No, the world is not as it should be. As it has for a century, the BBC has been our constant companion through these 12 months of displacement and angst. In the era of Netflix, Amazon Prime and Sky it no longer dominates television and culture in the way it once did, but it has mattered – reassuring, visible proof that not everything valuable and traditional has been uprooted and destroyed.

Yet within the Beeb, a state of siege mentality exists. The corporation has been under sustained fire of one kind or another since at least 2014, when “Yes” campaigners in the independence referendum decided it was an agent of the British state that was hostile to their aims. This set the tone for what has followed. Through Brexit, Boris, the rise of populism and the battle with Covid, the BBC has been accused of failure – failures of reporting, of understanding, of bias, of purpose. Laura Kuenssberg has been denounced as both a Tory puppet and a Labour stooge; Emily Maitlis for being too gobby; Naga Munchetty for taking dosh to host corporate events. The Brexit ultras have attacked the corporation for being too Remainy, while Remainers have accused it of sucking up to Brexiteers. It has been criticised for screening Nicola Sturgeon’s daily press conferences throughout the Covid outbreak and for considering removing Rule, Britannia! from the Proms.

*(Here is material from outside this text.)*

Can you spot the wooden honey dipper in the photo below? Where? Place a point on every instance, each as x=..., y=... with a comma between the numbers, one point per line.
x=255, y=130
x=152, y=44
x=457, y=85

And on it goes. Something had to crack, and in September, Tim Davie was appointed as the new director-general. Davie seems to accept many of the criticisms made against his organisation and has begun to crack down on the most egregious examples. It will not be enough for the critics, because nothing will do other than the reduction of this national institution to the tiniest of blips on the radar.

There is much wrong with the BBC – it is wasteful with taxpayers’ money, top-level salaries are too high, it is sluggishly bureaucratic, and has at times been too greedily ambitious for its own good. But the past year has, if anything, made the case for its enduring importance.

Many of us watched the US election through the prism of American TV, and as entertaining as this was, it nevertheless painted a lurid picture of a BBC-less world – flagrant untruths reported as fact, open hostility towards the “other” side, a refusal to grant the winner the basic decencies. We wrestle with fake news, where technology has enabled the kind of corruption that means neither words nor video can be taken at face value, and where social media relentlessly misrepresents the truth. This birthed Donald Trump, a standing rebuke to our shared humanity.

Amid it all, the BBC stands as a beacon of restraint, balance and perspective. The political fundamentalists will rage and rant, but most of us know that this reasoned, curious voice represents the better side of us. It is a source of stability in an age of upheaval, and we should treasure it.